El cementerio, ese lugar por el que a veces no sé si sentir respeto o escalofríos, donde los restos mortales descansan. Aunque Halloween, celebración pagana, ha inculcado a las generaciones actuales que los panteones son lugares aterradores de los que hay que mantenerse alejado, la tradición de dejar reposar a los cadáveres en camposanto nace de las más nobles tradiciones. El término “cementerio” viene del griego “koimeterión”, es decir, dormitorio, por la creencia de que los cuerpos duermen hasta la resurrección. Claro, no todos los osarios acogen a todo tipo de personas, de hecho, son más bien las propias personas, no la institución, las que deciden no ser sepultadas junto a otras de distinta religión, comunidad, clase social o etnia.
En nuestra capital existen reconocidos cementerios: el más prolífico, el Cementerio de Colón, hogar de los difuntos habaneros; también se encuentra el cementerio chino, creado por la vasta y arraigada emigración de esta nación asiática que se asentó en Cuba fundamentalmente en el siglo XX. Por último, pero no menos importante, hallamos el Cementerio Bautista de La Habana, en calle San Juan Bautista y 37 (Nuevo Vedado), con más de unas 1,23 hectáreas de extensión en la actualidad.
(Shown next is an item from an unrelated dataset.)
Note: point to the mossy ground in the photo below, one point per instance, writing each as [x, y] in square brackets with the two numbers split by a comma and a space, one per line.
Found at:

Está activo desde finales del siglo XIX, fundada el 1ro de febrero de 1887 como Necrópolis San Juan Bautista de La Habana a petición de la Iglesia Bautista Protestante y sus feligreses citadinos, siendo esta religión una de las más importantes en el país. Es el único de su tipo en Cuba, pues en Cienfuegos sus habitantes pidieron la construcción de uno, pero nunca se llevó a cabo.
Como primera acción tras su fundación en 1905, la Convención Bautista de Cuba Occidental adquirió el terreno del camposanto, y desde sus inicios, esta dictó que allí solo yacerían las personas que la institución eclesiástica permitiera. Comenzó con 2,2 hectáreas de extensión, comprendida entre la estancia Los Zapotes y la finca Las Torres. Dicho espacio fue comprado originalmente por el que sería su administrador, Pastor Alberto de Jesús Díaz Navarro (quien fuera capitán del Ejército Mambí) por 600 pesos, según escritura pública No. 29 del 21 de febrero de 1887.
Estaba diseñado en forma de trapecio, con una puerta principal sujeta a dos grandes columnas de mampostería, separadas entre sí por cuatro metros, con un portón de dos hojas hechas de pino, aunque esta fuera sustituida por una reja que hasta hoy se mantiene.
Fue solicitado su cierre por las autoridades españolas en dos ocasiones, a petición del Obispado de La Habana, dadas las repetidas inhumaciones de católicos, pues algunas se hicieron, decían, en contra de la voluntad de los familiares del difunto. Dichos alegatos fueron comprobados y denegados.
Cuentan que en la Necrópolis de Colón no se autorizaba sepultar a no católicos, hecho desmentido en reiteradas ocasiones, pero admitiendo entonces que el impedimento radicaba en celebrar los cortejos fúnebres tradicionales de la religión, díganse cánticos y otros rituales. Esto fue razón suficiente para crear el Cementerio Bautista de La Habana, que acogió con gusto a todos los cristianos protestantes de la ciudad.
En la actualidad, la necrópolis está bajo la dirección de las oficinas del Cementerio de Colón. Su buen estado arquitectónico se debe a esta acción, aunque los registros se han perdido y no hay constancia exacta de cuántas personas ahí descansan. Solo se conoce que el primer entierro correspondió a la señora María Gavina Valdés Oliver, el 21 de mayo de 1887.
Los fieles de la religión protestante en Cuba encuentran su reposo eterno en las tierras de este lugar y a los que dejan en vida tienen un espacio donde recordarlos y rendirles tributo, ya sea en grandes criptas y mausoleos como en el más humilde nicho familiar; al final, todos somos iguales cuando la parca nos lleva.
Desde la perspectiva de esta atea irremediable, con casi ninguna experiencia cuando de entierros se habla, los cementerios brindan esa satisfacción por admirar una cultura diferente, por intentar creer en el otro mundo y por presentar respetos a las almas que se lo merezcan. Al final eso es lo importante: el respeto; el respeto por otras costumbres, otras culturas, otras comunidades, otras vidas; porque de respeto se nutren el mundo y la civilización.
Sueño, soñamos todos, en una vida sin prejuicios y sin restricciones morales, en la total libertad de expresar lo importante y lo justo, sin ofender, sin molestar, sin imponer, sin riñas ni discordias; una vida en la que todos seamos iguales, porque lo somos ya y siempre lo fuimos, pero, simplemente, hay mucha gente que no lo quiere entender.